Frankly, it is hard to resist comparing the reaction that Airbnb has and continues to receive in the local tourism industry to the reaction given to Uber by established meter taxi drivers in South Africa and other parts of the world. While fancy business presentations around the world always include a richly coloured slide replete with impressive graphics and a title like “The need to integrate new Technologies” or, increasingly, “Integrating the Fourth Industrial Revolution”, few people seem prepared to deal with such integration when the need for it comes knocking at their door. Going by many of the reactions one has seen from established industry players so far, new technologies are fine, but only as long as they enhance their business as it currently functions. The word “disruptor”, even “positive disruptor” continues to struggle gaining ready acceptance.
But there is hope
It is encouraging, however, that despite the initial industry confusion, shock, fear, and frustration, a semblance of order seems to be on the horizon; but these are still early days. At one pole is government, which is preparing to launch a basket of amendments to the existing Tourism Act aimed to bring about some streamlining of how things are done. At another pole is Airbnb, which has organically established itself in the local market and has gained widespread acceptance by small hospitality industry entrants and travellers. In the middle of all this are established industry organisations such as the Federated Hospitality Association of South Africa (FEDHASA) and the Tourism Business Council of South Africa (TBCSA), which represent their members’ interests and would like to see a level playing field established or, depending on how one looks at it, confirmed.

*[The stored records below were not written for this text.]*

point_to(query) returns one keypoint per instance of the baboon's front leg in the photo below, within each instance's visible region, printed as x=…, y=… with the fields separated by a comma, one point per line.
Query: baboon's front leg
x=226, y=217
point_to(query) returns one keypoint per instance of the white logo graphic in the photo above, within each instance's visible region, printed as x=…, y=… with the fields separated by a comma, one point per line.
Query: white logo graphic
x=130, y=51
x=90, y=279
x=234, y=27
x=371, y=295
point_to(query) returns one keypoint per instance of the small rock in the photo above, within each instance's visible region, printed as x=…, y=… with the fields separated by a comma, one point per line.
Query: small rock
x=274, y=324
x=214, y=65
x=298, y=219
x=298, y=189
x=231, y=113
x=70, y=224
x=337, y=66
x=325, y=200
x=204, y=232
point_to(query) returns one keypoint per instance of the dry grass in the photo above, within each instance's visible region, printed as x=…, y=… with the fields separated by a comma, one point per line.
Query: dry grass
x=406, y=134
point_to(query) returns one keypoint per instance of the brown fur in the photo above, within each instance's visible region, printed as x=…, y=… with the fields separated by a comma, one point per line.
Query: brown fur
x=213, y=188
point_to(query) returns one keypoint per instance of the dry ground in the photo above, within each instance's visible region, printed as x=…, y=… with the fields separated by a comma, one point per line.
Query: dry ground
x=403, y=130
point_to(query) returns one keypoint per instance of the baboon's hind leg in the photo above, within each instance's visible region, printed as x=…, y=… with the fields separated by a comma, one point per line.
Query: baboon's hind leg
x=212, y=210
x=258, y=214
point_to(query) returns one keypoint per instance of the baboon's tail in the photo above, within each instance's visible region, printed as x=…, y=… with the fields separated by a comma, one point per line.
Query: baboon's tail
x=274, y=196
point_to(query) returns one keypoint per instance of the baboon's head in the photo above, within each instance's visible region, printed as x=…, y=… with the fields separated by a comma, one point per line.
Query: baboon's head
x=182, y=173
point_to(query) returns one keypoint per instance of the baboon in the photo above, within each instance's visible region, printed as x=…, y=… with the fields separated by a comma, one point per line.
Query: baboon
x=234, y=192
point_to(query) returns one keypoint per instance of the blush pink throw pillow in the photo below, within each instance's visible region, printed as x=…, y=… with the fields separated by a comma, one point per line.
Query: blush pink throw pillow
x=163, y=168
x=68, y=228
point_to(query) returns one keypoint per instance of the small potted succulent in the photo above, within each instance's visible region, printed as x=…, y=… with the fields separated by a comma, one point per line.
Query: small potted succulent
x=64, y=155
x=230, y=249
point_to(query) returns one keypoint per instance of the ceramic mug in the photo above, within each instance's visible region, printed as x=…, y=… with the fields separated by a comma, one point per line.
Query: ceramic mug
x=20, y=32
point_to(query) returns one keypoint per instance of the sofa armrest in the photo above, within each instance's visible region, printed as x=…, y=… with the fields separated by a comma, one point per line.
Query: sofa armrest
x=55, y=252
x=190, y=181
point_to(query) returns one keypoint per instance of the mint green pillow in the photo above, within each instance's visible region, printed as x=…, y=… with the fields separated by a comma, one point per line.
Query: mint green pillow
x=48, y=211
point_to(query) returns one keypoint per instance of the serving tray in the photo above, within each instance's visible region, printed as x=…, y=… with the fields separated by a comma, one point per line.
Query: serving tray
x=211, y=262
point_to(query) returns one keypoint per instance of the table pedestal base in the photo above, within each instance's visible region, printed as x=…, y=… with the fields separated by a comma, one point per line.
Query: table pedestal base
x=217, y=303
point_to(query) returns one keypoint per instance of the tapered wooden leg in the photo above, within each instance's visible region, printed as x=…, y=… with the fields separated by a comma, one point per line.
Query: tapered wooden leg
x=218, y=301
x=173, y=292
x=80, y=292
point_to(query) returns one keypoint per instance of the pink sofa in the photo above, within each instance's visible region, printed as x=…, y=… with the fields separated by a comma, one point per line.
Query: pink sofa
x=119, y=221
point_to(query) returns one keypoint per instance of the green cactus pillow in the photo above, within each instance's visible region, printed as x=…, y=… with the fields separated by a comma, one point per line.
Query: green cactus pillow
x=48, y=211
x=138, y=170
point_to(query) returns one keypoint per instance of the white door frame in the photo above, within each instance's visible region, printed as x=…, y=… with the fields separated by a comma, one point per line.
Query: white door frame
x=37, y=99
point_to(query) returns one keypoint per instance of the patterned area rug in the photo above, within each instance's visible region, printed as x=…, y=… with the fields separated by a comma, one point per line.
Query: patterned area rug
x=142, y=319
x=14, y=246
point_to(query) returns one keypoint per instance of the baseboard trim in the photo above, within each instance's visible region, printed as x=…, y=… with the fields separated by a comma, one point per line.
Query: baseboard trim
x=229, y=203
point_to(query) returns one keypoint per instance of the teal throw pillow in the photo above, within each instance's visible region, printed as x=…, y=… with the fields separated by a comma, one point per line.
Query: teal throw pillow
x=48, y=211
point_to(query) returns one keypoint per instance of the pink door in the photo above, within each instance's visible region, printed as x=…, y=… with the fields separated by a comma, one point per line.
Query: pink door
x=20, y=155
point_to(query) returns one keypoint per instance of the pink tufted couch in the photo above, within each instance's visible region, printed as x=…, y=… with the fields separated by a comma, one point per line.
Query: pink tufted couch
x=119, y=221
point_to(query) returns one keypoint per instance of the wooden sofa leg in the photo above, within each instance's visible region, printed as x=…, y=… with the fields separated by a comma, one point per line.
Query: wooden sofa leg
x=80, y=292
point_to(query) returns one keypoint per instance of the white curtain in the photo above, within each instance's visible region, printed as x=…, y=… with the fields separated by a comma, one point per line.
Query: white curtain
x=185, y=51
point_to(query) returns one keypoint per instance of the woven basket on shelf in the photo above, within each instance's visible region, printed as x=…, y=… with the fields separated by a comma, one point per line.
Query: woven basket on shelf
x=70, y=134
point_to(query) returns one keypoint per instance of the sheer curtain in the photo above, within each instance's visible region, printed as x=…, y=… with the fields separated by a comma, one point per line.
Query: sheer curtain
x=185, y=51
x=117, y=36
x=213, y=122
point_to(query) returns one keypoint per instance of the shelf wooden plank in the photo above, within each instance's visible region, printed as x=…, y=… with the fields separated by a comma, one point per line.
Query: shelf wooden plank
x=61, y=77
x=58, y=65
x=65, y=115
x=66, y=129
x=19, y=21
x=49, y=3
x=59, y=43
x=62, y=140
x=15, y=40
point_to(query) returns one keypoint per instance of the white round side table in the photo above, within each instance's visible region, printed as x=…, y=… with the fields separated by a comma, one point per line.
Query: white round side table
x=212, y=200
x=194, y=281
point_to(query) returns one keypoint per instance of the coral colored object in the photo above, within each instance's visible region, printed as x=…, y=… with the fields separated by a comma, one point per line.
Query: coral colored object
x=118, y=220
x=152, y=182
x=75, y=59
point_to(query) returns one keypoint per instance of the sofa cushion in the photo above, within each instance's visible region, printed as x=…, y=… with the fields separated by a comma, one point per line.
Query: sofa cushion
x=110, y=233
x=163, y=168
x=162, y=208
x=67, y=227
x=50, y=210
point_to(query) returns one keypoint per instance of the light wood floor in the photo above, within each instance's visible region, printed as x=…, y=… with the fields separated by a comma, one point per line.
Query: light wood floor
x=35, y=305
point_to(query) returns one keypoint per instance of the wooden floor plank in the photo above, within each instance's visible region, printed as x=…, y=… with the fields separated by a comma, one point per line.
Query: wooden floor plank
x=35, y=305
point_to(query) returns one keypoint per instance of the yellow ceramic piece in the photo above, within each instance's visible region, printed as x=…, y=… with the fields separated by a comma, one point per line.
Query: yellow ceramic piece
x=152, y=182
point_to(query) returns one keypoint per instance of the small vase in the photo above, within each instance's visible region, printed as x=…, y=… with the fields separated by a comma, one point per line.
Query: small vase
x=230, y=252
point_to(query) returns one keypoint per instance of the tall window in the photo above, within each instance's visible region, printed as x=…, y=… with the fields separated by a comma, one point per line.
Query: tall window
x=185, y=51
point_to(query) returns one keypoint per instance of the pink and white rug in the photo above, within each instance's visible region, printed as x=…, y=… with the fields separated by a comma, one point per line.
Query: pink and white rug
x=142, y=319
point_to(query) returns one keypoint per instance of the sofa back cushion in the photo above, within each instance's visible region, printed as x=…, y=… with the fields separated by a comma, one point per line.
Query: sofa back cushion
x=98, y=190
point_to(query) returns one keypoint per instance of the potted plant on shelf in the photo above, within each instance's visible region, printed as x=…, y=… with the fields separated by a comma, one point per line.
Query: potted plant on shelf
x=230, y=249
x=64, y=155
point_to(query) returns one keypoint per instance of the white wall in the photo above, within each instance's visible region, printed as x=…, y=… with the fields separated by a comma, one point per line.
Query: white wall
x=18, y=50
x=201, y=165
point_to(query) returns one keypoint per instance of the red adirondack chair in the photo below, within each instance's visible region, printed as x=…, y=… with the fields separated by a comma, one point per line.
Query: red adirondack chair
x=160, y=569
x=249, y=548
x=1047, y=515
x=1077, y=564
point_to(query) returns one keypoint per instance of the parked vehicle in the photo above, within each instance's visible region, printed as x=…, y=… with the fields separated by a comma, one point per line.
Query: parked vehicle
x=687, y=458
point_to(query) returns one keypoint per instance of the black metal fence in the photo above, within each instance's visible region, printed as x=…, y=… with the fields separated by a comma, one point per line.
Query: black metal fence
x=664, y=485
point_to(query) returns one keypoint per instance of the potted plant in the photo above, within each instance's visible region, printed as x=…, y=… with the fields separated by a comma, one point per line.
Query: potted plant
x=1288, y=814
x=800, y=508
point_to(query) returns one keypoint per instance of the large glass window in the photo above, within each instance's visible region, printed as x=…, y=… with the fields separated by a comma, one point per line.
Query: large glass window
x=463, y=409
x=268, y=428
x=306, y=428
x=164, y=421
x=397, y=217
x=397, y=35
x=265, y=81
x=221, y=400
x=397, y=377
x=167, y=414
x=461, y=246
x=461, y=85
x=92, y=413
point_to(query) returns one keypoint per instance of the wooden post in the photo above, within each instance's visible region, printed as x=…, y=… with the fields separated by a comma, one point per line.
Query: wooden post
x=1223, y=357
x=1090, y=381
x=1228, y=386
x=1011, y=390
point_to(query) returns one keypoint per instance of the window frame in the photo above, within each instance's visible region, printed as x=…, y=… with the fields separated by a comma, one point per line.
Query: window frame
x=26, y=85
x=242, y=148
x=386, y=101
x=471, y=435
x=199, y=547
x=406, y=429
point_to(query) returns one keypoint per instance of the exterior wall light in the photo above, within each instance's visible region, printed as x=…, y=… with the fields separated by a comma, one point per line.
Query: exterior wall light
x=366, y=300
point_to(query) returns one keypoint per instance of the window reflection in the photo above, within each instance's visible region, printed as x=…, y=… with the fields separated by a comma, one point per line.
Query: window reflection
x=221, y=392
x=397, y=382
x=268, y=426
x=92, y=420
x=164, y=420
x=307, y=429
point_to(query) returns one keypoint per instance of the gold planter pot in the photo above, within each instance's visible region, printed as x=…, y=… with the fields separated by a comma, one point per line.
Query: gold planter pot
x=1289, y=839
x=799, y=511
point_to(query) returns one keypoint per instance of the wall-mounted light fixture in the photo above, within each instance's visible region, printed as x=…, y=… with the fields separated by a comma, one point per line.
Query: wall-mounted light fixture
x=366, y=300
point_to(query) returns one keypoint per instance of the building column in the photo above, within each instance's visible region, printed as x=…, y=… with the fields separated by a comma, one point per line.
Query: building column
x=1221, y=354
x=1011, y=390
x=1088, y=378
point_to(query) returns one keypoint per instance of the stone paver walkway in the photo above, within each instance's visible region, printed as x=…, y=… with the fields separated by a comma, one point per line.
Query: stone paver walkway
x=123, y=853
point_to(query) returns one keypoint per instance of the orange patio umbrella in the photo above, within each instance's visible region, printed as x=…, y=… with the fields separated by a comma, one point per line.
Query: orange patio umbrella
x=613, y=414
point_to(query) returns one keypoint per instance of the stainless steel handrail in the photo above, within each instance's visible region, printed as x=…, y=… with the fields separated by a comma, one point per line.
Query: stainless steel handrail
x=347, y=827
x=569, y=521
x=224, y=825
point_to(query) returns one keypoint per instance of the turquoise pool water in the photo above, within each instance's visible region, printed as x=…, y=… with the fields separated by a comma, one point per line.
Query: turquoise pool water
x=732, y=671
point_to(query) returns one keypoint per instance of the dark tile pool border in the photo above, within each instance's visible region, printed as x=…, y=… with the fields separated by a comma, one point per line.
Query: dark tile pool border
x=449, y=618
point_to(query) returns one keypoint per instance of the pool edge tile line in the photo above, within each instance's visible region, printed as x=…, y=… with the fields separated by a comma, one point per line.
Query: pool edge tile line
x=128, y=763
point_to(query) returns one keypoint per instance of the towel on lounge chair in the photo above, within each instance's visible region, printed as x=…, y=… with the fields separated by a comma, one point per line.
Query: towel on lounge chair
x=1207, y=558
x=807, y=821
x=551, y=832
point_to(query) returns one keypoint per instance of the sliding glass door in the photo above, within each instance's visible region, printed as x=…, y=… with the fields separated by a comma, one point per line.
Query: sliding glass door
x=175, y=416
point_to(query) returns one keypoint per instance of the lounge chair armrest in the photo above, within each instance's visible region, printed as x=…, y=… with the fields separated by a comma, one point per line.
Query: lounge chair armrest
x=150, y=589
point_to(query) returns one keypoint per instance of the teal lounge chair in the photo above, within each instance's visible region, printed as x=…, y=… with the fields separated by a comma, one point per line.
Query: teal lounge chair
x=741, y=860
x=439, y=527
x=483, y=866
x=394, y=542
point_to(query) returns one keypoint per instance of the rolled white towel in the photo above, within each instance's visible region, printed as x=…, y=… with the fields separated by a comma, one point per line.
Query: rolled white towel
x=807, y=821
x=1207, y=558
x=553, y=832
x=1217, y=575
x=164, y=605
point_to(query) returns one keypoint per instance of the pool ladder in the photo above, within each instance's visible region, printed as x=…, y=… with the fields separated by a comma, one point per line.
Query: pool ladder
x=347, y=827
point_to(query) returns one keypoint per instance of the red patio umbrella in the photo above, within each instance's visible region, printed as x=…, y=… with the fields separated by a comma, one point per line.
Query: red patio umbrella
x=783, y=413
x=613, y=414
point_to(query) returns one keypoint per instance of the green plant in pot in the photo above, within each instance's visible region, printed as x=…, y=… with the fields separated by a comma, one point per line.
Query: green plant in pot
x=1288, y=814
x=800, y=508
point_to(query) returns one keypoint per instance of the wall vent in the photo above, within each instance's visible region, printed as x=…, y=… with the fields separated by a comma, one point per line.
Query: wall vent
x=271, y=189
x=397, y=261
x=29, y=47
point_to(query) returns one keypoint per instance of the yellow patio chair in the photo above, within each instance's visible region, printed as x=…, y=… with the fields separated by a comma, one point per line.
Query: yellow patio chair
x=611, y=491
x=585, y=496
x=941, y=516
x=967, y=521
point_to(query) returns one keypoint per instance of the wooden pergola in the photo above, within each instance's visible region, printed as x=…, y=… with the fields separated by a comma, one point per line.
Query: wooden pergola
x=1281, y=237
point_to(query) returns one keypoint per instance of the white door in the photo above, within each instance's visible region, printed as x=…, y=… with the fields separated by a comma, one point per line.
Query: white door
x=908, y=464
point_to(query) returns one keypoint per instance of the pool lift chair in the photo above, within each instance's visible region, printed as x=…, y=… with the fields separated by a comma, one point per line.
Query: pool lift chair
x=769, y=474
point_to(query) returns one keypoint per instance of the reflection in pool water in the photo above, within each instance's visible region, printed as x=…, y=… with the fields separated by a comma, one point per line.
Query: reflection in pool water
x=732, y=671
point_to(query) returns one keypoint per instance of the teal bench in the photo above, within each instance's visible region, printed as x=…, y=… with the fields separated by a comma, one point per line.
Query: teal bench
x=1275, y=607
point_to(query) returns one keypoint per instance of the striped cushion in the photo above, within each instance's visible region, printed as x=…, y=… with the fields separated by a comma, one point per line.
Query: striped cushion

The provincial government of the Western Cape, arguably the most successful tourism province in the country, has already announced that it will oppose any plans by the national government to regulate short-term home rentals such as those on Airbnb. A Friday morning Business Day article stated that home owners using Airbnb generated close to R5bn for the Western Cape economy in 2017 alone.
Watched from a far distance, the knives seem drawn, but this is normal in early stages of this type of discussion. A healthy consensus will be reached, hopefully sooner rather than later, that will end with all players walking away with something and both the traveller and the industry also benefiting. There cannot be room for “winner takes all” if everyone understands the need to avoid unnecessary messages being sent out about the South African tourism industry. Airbnb is the positive disruptor today; there will be others in the future.